Mengangkat Potensi Bahan Lokal Sebagai Bisnis
Bahan baku merupakan hal yang penting bagi sebuah bisnis
yang berbasis produksi. Terkadang bahan baku yang mahal ataupun musiman
merupakan kendala tersendiri bagi pelaku usaha. Hal inilah yang mendorong
pasangan suami istri di Yogyakarta berpikir dan memutuskan bahan baku produksi
yang murah dan mudah di cari. Mengangkat potensi bahan baku lokal sebagai
bisnis menjadi patokan usaha produksi tasnya. Maksudnya? Begini kawan langsung
ke kasus saja. Di tengah persaingan dengan tas produk asing yang marak di
pasaran, pasangan suami istri Indro Pranomo dan drg. Ferry Yuliana lebih memilih
bahan-bahan lokal seperti misalnya mending, rotan, agel, pandan, eceng gondok, benang
nilon dan kain batik, untuk dibuat menjadi aneka macam tas natural dengan nilai
seni cukup tinggi dan memiliki nilai jual di pasaran.

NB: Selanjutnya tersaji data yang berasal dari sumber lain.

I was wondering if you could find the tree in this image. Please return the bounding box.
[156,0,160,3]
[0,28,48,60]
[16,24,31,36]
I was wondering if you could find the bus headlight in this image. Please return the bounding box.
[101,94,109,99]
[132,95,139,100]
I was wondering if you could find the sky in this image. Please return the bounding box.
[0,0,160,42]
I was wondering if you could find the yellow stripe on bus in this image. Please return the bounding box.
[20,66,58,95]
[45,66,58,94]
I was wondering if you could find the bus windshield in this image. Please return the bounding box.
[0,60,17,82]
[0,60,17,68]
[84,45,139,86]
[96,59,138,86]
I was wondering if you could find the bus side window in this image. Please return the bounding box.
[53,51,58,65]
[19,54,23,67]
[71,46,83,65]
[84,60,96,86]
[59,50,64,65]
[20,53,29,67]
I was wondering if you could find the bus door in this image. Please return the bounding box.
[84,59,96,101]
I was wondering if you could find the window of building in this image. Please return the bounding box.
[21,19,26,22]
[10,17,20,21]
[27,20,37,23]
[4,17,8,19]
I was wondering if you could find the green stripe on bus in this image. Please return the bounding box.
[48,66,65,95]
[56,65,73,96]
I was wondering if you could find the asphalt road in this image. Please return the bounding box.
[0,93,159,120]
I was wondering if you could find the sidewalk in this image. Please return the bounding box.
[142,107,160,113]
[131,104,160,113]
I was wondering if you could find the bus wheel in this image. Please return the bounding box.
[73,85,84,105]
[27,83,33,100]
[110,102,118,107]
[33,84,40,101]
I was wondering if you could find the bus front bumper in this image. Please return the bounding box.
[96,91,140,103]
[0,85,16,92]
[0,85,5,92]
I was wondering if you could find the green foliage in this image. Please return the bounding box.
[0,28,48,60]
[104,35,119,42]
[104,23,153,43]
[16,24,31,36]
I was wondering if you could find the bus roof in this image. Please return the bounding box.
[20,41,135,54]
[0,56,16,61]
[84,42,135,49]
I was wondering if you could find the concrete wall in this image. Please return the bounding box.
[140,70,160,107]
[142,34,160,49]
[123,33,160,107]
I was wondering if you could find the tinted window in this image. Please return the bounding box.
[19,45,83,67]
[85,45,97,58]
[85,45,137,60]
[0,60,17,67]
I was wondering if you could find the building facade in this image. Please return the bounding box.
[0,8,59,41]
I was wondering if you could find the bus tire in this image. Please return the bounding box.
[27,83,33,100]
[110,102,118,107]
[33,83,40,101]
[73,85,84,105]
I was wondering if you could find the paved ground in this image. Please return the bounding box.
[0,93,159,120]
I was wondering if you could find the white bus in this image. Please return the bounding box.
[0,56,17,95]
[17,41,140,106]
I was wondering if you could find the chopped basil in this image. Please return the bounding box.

Kecintaannya terhadap tas natural, mulai tertanam di hati
Yuliana ketika pada tahun 2002 silam Ia bekerja di sebuah perusahaan tas cukup
ternama di Yogyakarta. Kala itu Ia memutuskan resign dari pekerjaannya karena
tengah menunggu kelahiran buah hatinya. Sambil mengisi waktu luangnya selama di
rumah, Yuliana yang saat itu sedang hamil iseng-iseng membuat kreasi tas dari
bahan alami. Siapa sangka bila keisengan tersebut membuahkan tas natural yang
cukup cantik, dan dari sinilah wanita kelahiran 18 Juli 1974 ini mulai percaya
diri untuk memperkenalkan produk tas buatannya kepada beberapa kolega yang Ia
miliki.
Melihat respon pasar yang cukup bagus, Yuliana dan suaminya
mulai tertantang untuk menekuni bisnis tas natural dengan serius dan
memproduksi aneka macam jenis tas etnik dengan bahan-bahan alam yang tersedia
di Indonesia. Meskipun Ia terbilang pemain baru di dunia fashion (khususnya
tas), namun pasangan ini memberanikan diri untuk mengikuti pameran Inacraft
untuk mengenalkan produk-produknya di pasaran.

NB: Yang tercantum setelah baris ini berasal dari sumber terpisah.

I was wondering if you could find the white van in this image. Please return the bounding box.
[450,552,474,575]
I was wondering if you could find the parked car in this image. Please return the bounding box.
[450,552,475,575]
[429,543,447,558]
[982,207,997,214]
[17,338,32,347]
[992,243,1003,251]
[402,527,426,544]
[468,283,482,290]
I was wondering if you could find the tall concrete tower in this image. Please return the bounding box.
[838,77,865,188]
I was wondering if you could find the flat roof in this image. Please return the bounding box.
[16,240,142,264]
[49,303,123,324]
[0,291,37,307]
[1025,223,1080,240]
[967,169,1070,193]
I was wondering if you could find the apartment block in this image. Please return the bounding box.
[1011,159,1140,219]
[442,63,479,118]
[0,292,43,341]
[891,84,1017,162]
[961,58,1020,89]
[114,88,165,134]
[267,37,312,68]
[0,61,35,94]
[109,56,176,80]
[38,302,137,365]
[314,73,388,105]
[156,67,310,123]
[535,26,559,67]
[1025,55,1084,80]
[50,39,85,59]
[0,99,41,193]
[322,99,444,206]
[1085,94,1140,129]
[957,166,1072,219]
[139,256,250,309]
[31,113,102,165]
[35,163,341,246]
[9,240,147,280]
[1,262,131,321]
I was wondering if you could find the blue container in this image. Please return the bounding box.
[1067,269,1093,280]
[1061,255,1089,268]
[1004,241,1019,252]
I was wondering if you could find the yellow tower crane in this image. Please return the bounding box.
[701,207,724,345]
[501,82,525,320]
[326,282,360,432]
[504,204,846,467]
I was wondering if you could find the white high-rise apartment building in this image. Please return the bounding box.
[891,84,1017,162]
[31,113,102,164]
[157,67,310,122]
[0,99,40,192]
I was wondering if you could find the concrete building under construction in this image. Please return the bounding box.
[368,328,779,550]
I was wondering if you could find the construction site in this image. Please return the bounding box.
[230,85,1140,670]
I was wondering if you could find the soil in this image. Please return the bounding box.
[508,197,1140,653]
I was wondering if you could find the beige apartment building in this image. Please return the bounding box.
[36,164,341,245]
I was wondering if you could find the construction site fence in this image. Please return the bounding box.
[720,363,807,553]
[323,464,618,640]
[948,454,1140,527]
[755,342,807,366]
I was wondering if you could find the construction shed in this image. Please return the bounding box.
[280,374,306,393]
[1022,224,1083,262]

Terbukti, strategi ini terbilang cukup efektif. Dengan
mengusung bendera “Gendhis” sebagai brand produk tas yang Ia pasarkan, Yuliana
dan suaminya bisa menjual kurang lebih empat ratus item tas etnik dengan omzet
selama pameran sekitar Rp. 50 juta. Tentunya ini angka yang cukup besar bagi
seorang pemula seperti Yuliana beserta suami yang rela menggadaikan sepeda
motornya senilai Rp 5 juta untuk membayar biaya sewa di pameran Inacraft.
Setelah melihat perkembangannya semakin pesat, pada tahun
2004 Yuliana mulai berbagi peran dengan sang suami. Untuk memenuhi permintaan
pasar yang semakin meningkat, Yuliana berkonsentrasi menangani proses produksi
sedangkan suaminya lebih fokus menyusun strategi pemasaran dan branding produk
baik secara online maupun offline.
Harmoninasi kerjasama yang dibangun pasangan suami istri ini
memang benar-benar berhasil. Ditangan sang suami, pemasaran tas Gendhis bisa
menjangkau pasar yang lebih luas dan mulai membuka gerai di beberapa mall,
hotel, serta memiliki gerai independen dan jaringan dealer di kota-kota besar
seperti misalnya Jakarta, Bandung, Semarang, Medan, Balikpapan, Solo dan Bali.
Tak hanya itu saja, sekarang ini berkat inovasi produk yang
Ia tawarkan, kreasi tas Gendhis mulai menembus pasar global dan diminati
konsumen di tingkat internasional. Bahkan beberapa gerai sudah dibangun di
negara-negara tetangga, seperti misalnya Selandia Baru, dan Malaysia, serta
mulai memasok tas natural ke negara maju seperti Italia, Jepang, dan Amerika.
Dengan mengusung bahan-bahan alami dalam proses produksinya,
sekarang ini kerja keras dan kerja sama Ferry Yuliana dan Indro Pranomo berhasil menjadi salah satu pengusaha tas
yang sukses berbisnis dengan mengangkat potensi bahan lokal di sekitarnya.